Hacker News new | ask | show | jobs
by devmor 78 days ago
Local models just don't seem that useful for me for these particular tasks yet - the most recent versions of Codex and Claude Opus are the first time I've found them to be particularly useful in a "real engineering" context that isn't just vibe coding.

Google's TurboQuant might help address this, but it also might just widen the gap even further.

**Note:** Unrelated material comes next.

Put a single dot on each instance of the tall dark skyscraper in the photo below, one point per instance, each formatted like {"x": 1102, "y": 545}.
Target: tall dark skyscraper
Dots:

I am far on the skeptic edge when it comes to the generative AI side of ML tools though, so do take my opinion with that weight.

1 comments

Turboquant is totally irrelevant compared to current quantization methods. It has been thoroughly test by people who build inferencing engines for local models. It's all talk no actual meat to it.
Do you have any reading on this? I find it hard to believe something announced a week ago has been “thoroughly tested”.
Their paper TurboQuant (TQ) is not new per say. It's released last year, and heavily rehash of old ideas that were released a year prior (RabitQ). There is also [a bit of drama](https://openreview.net/forum?id=tO3ASKZlok) there that boils down to what it seems a bit of malpractice for google's researchers. TQ does few things: it claims better compression quality and speed, and better KV cache handling. Currently KV cache takes a load of resources beside that of the model itself. Many people applied different quantization strategy for it, but the quality degradation is a too apparent. Enter Attention Rotation. This seems to have genuinely helped KV cache compression as per [llama.cpp latest tests](https://github.com/ggml-org/llama.cpp/pull/21038). On the other hand, [ik_llama.cpp](https://www.reddit.com/r/LocalLLaMA/comments/1s7nq6b/technic...) did tests on the quality of turboquant-3 compared to IQ4 quantized models, and yhe quality degradation is much worse. So it's 2 things: KV compression -> good. Turboquant quantazation -> not good.